US retail sales declined in November by the most in seven months, raising concerns that the resurgence of coronavirus and new restrictions brought in to curb it are undermining the economic recovery.

Retail sales fell 1.1 per cent last month from October, the second consecutive monthly decline, the commerce department said on Wednesday. The drop was steeper than the 0.3 per cent decline that economists had forecast, and followed a 0.1 per cent dip in October.

Several economists warned that the weaker than expected figures — released as retailers prepared for the peak of the holiday shopping season — were an ominous sign for US consumer spending trends.

“With mobility slowing, employment softening and demand hesitant, the holiday season could turn out to be rather miserable,” said Gregory Daco, an economist at Oxford Economics.

Sales at clothing and electronics stores were particularly weak, down 6.8 per cent and 3.5 per cent month-on-month, respectively.
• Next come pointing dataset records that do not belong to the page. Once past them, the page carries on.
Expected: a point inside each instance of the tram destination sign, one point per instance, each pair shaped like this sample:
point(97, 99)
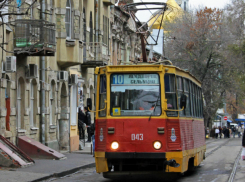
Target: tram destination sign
point(135, 79)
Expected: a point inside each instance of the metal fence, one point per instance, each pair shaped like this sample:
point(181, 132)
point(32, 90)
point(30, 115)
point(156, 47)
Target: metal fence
point(33, 34)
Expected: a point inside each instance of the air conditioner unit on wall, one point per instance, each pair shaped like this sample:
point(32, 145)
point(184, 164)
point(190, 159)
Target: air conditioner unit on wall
point(10, 64)
point(63, 76)
point(32, 71)
point(3, 67)
point(73, 79)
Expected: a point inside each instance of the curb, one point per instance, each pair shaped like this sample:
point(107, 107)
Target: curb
point(64, 173)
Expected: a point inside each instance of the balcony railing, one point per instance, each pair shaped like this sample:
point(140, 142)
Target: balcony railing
point(34, 37)
point(98, 54)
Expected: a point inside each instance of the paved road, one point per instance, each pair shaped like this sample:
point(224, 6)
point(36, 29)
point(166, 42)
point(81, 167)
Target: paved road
point(217, 167)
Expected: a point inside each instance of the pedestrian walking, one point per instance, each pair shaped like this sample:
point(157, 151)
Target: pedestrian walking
point(234, 131)
point(88, 123)
point(229, 132)
point(216, 133)
point(81, 118)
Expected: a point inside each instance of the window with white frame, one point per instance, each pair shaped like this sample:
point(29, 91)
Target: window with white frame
point(73, 105)
point(52, 104)
point(32, 105)
point(68, 18)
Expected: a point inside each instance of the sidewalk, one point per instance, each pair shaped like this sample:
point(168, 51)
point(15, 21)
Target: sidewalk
point(46, 168)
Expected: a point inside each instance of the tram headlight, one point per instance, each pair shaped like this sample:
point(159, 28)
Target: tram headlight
point(157, 145)
point(114, 145)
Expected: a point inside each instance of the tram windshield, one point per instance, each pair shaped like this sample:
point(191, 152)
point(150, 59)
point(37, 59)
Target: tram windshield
point(135, 95)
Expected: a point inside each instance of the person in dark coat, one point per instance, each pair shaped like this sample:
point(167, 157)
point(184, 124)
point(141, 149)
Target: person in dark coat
point(81, 118)
point(88, 123)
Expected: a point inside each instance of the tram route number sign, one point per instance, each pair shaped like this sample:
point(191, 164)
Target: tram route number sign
point(132, 79)
point(137, 136)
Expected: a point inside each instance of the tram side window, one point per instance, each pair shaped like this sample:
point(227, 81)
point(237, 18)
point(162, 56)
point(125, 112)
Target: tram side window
point(180, 90)
point(195, 98)
point(102, 95)
point(170, 94)
point(198, 103)
point(187, 93)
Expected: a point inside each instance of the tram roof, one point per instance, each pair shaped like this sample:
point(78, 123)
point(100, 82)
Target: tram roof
point(149, 68)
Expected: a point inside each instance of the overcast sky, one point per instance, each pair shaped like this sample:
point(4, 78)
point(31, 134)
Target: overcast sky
point(193, 4)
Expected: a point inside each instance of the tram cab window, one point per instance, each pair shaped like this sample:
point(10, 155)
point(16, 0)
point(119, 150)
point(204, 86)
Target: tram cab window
point(180, 90)
point(170, 94)
point(187, 93)
point(102, 96)
point(135, 95)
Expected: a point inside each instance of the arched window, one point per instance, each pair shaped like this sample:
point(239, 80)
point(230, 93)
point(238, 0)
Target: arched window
point(20, 103)
point(33, 103)
point(52, 104)
point(84, 35)
point(68, 18)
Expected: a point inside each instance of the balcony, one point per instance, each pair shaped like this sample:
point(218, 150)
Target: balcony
point(97, 55)
point(109, 2)
point(34, 38)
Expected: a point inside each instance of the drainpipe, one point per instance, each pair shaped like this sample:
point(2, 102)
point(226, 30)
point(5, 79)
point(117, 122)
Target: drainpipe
point(42, 96)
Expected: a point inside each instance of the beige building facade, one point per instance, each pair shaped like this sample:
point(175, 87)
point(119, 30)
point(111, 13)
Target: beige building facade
point(79, 36)
point(69, 70)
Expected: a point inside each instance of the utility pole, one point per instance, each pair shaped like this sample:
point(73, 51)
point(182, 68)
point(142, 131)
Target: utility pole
point(42, 78)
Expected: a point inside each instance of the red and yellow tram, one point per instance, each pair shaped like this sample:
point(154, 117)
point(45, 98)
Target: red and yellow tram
point(140, 125)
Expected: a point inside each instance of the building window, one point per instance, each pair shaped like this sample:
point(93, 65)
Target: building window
point(68, 18)
point(105, 30)
point(73, 105)
point(91, 27)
Motor vehicle and parts sales slipped 1.7 per cent.

“A tough winter lies ahead,” said Joshua Shapiro, chief US economist at consulting firm Maria Fiorini Ramirez, noting a backdrop of high unemployment. “A significant portion of the job losses we have seen are not going to be temporary.”

Despite the month-on-month figures, which recorded the biggest decline since April, retail sales in November were nevertheless 4.1 per cent higher than they were in the same period a year ago.
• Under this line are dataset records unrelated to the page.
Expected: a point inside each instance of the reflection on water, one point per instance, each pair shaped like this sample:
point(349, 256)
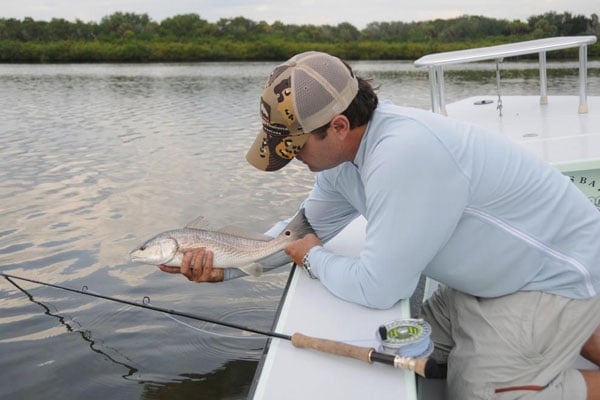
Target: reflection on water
point(94, 160)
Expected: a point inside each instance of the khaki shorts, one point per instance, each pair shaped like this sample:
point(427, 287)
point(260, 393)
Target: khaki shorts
point(526, 338)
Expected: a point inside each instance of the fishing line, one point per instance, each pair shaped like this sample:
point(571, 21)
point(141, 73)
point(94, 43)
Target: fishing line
point(212, 332)
point(147, 306)
point(424, 367)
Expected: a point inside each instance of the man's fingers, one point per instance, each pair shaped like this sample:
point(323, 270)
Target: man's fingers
point(170, 270)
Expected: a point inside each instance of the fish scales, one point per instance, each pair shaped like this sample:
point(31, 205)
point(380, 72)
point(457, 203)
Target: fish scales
point(230, 250)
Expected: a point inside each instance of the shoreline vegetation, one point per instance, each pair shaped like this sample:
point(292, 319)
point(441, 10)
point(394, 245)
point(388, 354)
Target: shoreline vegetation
point(135, 38)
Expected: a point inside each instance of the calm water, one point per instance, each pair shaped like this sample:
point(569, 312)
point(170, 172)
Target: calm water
point(94, 159)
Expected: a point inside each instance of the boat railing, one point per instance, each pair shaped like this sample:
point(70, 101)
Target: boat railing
point(435, 63)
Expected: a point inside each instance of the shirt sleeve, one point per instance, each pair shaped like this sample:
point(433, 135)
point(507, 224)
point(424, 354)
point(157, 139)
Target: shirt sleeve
point(415, 196)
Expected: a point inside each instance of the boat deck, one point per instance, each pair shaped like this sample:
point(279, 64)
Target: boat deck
point(556, 131)
point(309, 308)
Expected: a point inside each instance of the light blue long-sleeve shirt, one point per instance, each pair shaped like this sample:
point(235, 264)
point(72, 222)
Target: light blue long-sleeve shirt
point(463, 206)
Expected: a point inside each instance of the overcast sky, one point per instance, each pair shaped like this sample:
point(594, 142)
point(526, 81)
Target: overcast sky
point(318, 12)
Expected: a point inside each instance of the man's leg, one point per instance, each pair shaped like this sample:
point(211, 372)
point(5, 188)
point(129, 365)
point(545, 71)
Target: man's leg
point(506, 346)
point(591, 351)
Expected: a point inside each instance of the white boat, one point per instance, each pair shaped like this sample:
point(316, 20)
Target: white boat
point(563, 130)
Food and beverage store sales rose 10.9 per cent year-on-year as consumers avoided restaurants, bars and cafés. Ecommerce sales, meanwhile, surged 29 per cent from 2019 levels, in the latest sign of how much spending has shifted online.

The focus on the month-on-month decline was a “misleading analysis that ignores the underlying strength of the consumer economy and the true state of retail demand”, said Neil Saunders, retail managing director of the GlobalData consultancy.

He highlighted that retailers had stretched out the traditional seasonal promotions over a longer period than usual this year, causing some spending to shift from November to October.

Shoppers spent an average of $311.75 on holiday-related purchases over the five-day period in November that began with Thanksgiving and ended on Cyber Monday, a decline from last year’s total of $361.90, according to the National Retail Federation.

Consumers have been reluctant to visit brick and mortar stores, against a backdrop of rising coronavirus cases. This week the country’s death toll surpassed 300,000, according to Johns Hopkins University. Several jurisdictions have reintroduced restrictions to curb the spread of the pandemic.

While officials are hopeful that the delivery of the first authorised coronavirus vaccines this week could help turn the page, it will take months before they are widely distributed.

A rebound in the labour market has, meanwhile, moderated in recent months, with new jobless claims climbing again. Congressional leaders have come under pressure to push through fresh stimulus to help prop up the economy.

The retail sales figures on Wednesday highlighted a wide divergence within the sector, rather than providing evidence of a broad decline in US consumer spending, Mr Saunders said. Department store sales declined 19 per cent year-on-year.

“Polarisation is increasing,” he added. “If this trend continues, there will inevitably be more retail casualties as we move into 2021.”